Comparada com a resolução de problemas de papel e lápis, é
notória a preferência dos alunos por jogos e/ou atividades interativas.
O jogo se constitui em um meio no qual o individuo é impelido a
construir e re-construir seus pontos de vista, suas opiniões, e rever
suas atitudes. Esse movimento constante de atenção a si próprio e aos
outros, leva-o ao desenvolvimento da capacidade crítica. De acordo
com Haetinger (2006, p.11), “o jogo é um elemento essencialmente
socializador e, conseqüentemente, algo muito importante para o
desenvolvimento humano”.
É importante o professor observar e intervir nos grupos durante
os jogos, mediar a construção com perguntas e comparações entre as
escolhas dos jogadores, fazer registros, possibilitar a troca de
experiências entre os grupos e conhecer o procedimentos-em-ação que
estão sendo utilizados, visando planejar e propor situações que
colaborem para o rompimento com possíveis concepções errôneas,
viabilizando o desenvolvimento de esquemas satisfatórios.

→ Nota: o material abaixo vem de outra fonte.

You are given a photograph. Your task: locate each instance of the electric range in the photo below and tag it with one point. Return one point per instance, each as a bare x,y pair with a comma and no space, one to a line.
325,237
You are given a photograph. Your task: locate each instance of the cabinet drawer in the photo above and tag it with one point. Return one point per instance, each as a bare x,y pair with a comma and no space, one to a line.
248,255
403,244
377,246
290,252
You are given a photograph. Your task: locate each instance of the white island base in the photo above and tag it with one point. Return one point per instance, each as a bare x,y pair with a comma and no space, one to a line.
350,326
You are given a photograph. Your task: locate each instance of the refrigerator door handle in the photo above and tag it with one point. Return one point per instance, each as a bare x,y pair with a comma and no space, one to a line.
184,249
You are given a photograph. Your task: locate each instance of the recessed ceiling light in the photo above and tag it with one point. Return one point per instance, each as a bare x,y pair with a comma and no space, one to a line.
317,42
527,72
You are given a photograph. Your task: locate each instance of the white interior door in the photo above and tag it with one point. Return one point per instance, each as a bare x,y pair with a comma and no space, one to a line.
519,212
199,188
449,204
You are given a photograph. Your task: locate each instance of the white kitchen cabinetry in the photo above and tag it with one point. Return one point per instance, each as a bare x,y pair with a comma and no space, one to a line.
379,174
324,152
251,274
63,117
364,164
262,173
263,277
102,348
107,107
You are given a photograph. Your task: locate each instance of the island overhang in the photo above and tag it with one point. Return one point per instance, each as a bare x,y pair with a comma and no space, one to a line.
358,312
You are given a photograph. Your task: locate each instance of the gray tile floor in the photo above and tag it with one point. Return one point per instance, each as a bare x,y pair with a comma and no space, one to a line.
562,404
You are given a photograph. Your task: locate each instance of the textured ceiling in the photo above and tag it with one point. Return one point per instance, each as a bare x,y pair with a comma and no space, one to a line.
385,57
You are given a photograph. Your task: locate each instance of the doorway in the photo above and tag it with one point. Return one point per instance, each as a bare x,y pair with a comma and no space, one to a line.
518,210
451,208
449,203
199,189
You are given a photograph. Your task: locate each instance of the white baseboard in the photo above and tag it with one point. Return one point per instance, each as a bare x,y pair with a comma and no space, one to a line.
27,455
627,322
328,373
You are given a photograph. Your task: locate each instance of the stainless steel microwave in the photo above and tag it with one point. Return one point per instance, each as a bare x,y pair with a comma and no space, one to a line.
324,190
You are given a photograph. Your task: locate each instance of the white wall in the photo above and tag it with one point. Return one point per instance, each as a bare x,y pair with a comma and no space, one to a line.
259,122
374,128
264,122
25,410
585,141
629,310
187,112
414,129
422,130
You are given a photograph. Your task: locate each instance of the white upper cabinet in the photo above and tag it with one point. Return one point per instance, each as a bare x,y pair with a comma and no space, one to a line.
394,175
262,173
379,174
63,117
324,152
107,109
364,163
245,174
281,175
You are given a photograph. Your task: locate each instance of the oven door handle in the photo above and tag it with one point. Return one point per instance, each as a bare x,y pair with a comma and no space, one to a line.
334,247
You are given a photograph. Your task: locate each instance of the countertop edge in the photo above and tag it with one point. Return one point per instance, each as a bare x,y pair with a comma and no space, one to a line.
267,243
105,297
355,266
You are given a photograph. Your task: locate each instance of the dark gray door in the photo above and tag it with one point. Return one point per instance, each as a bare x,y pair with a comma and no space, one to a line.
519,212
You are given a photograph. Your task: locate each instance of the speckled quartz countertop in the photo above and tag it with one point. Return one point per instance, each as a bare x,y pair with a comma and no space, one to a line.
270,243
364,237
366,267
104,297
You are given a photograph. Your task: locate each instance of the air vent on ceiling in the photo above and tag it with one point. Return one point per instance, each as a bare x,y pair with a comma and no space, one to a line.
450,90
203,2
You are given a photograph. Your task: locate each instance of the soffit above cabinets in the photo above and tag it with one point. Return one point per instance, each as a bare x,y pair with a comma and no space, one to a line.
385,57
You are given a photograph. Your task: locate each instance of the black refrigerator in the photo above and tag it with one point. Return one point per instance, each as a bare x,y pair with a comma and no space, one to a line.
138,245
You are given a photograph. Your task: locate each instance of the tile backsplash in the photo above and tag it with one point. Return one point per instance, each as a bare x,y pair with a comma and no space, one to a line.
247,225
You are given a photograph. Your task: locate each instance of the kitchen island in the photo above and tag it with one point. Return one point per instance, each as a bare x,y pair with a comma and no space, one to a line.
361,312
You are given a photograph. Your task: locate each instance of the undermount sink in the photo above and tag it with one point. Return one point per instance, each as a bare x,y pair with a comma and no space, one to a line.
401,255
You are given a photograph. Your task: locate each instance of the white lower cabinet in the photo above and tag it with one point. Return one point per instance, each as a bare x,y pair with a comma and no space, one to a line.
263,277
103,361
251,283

Resta salientar que o uso e o interesse dos estudantes por
situações interativas, como jogos, também contribuiu para que o
processo fosse mais envolvente e contasse com a participação efetiva
dos estudantes. Depoimentos dos próprios alunos reforçam a
preferência por condições de estudo dinâmicas e interativas e,
certamente com a supervisão e atenção do professor.
Finalizamos esse relato com a esperança que tenhamos
contribuído para ratificar o papel do professor como agente promotor
de situações que favoreçam a aprendizagem, esperando incentivar
outros professores a buscar a excelência no ensino de Matemática e,
conseqüentemente, melhorar os baixos índices de aprendizagem
apresentados no início desse capítulo.